The largest steppe in the world is the Eurasian steppe—also the location of the silk road. What fascinated me about this particular site was the sort-of symbiotic relationship between the steppe and the trade routes. Kazahk nomads native to the area would ascend and descend the steppe depending on the season—as well as the animals they were hunting. The flatness allowed for easy movement across the land and the constant movement meant the steppes would stay in relatively flat tiers. In a sense, the human, land, and animal evolved with each other. To pick up Yuval Noah Harari’s example of expanding the scale from human to Earth in size and timespan one could argue humans domesticated the land and much as the land domesticated the human (Harari’s used wheat as an example). Same could be said for animals as well. However, the silk road became a vector of colonization, along with the spread of Black Death, from Europe to Asia. It is the mindset of capitalism at a global scale that encourages a removed perspective from other humans, animals, and land: an alienated gaze. The symbiotic relationship had become the economy of extraction and colonization. Currently, the Silk Road is being ‘revived’ under a new name: the Belt Road Initiative (BRI) is an international infrastructural trade network developed by China, which invests in Asia, Europe, and Africa. The economic trade route was packaged as “moving history forward, bringing people together”, which will open up a infrastructural network of posts and ports on land and water made possible through loans from the Chinese government and diplomacy agreements. The rhetoric of the continuation of history and scale of transit oriented infrastructure can be heavily criticized for its neocolonialist tactics and lack of ecological awareness. The scale of global trade networks and the priority given to cars perpetuates the use of cars and other machines that use carbon-intensive fossil fuels for energy (Elisa Iturbe). The new Silk Road does not derive from the nomadic relationship between humans and land, rather it more heavily leans to the objectification of the land and other countries in the guise of globalization, economic promise, and as “a bid to enhance regional connectivity and embrace a brighter future”.






Part 2: Co-cooning 



A dwelling proposal for humans and silkworms, designed in collaboration with silkworms. I mapped generational cycles of human and silkworm lifespans as well as habits and scale of movements in space to understand what it means for these seemingly disparate kins to co-exist in space.

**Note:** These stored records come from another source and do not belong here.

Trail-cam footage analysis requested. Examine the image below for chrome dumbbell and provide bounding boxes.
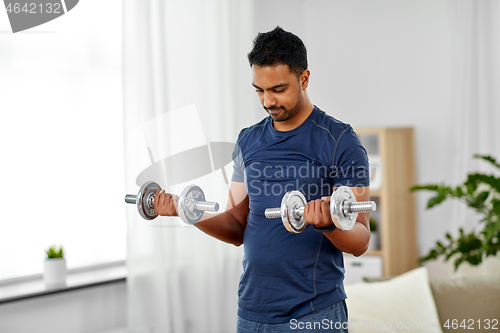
[264,186,377,234]
[125,182,219,224]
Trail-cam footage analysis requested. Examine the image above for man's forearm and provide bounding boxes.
[325,222,370,257]
[195,211,245,246]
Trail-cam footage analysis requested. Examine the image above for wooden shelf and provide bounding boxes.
[355,128,418,276]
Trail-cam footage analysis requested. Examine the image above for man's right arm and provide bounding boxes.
[155,182,250,246]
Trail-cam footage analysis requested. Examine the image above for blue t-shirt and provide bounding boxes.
[232,107,369,323]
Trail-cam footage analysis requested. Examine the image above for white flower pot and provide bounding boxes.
[43,258,67,287]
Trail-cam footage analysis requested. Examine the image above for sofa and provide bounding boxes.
[345,267,500,333]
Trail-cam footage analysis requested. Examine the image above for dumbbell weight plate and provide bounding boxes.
[177,185,205,224]
[281,191,307,234]
[330,186,358,230]
[137,182,161,220]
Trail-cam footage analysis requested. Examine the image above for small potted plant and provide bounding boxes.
[368,217,380,251]
[43,245,67,287]
[411,155,500,271]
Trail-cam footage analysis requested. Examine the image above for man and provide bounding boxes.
[155,27,370,333]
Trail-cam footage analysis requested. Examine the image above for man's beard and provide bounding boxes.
[264,105,300,122]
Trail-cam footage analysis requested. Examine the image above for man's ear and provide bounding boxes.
[299,69,311,90]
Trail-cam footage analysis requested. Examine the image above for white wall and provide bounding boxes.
[0,283,127,333]
[254,0,465,274]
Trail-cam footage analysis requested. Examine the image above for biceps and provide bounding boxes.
[226,182,248,211]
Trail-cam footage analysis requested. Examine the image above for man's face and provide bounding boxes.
[252,64,307,122]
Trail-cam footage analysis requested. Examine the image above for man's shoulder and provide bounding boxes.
[238,117,270,141]
[311,106,352,140]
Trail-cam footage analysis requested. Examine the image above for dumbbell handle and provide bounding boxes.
[125,194,219,212]
[264,201,376,219]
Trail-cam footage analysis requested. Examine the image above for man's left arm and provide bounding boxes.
[304,187,370,256]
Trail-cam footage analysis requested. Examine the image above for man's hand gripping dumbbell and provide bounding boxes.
[264,186,376,234]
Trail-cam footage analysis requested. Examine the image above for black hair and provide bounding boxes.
[248,26,307,77]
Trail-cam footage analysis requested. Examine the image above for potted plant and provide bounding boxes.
[43,245,67,287]
[368,217,380,251]
[410,155,500,271]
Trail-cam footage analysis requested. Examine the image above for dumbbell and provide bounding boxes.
[264,186,377,234]
[125,182,219,224]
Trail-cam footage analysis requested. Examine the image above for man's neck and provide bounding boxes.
[273,102,314,132]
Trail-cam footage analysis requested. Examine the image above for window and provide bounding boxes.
[0,0,126,279]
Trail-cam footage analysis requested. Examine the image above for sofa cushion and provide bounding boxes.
[345,267,442,333]
[430,277,500,332]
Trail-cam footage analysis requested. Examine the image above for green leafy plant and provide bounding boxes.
[410,155,500,270]
[45,245,64,259]
[370,217,377,232]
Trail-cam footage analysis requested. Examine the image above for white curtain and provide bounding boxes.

“... Uexkull instead supposes an infinite variety of perceptual worlds that, though they are uncommunicating and reciprocally exclusive, are all equally perfect and linked together as if in a gigantic musical score...”

- Agamben Giorgio, Anthropological Machine



Simon Bignall and Daryle Rigney write in Indigeneity, Posthumanism and Nomad Thought: Transforming Colonial Ecologies, “human achievement has typically been measured in the modern era by the advancing technologies through which nature can be subjugated as an inert substance freely available for human appropriation and exploitation” is exemplary of the practice of colonization thoughts and the subjugation of land of which is encouraged via capital gain. 

There has been a codification, and therefore abstraction, of others through architecture. This codification is linear - it follows the trajectories of history, with its biases and perspective. As we begin speaking for other beings, we alienate the reality of their perspective.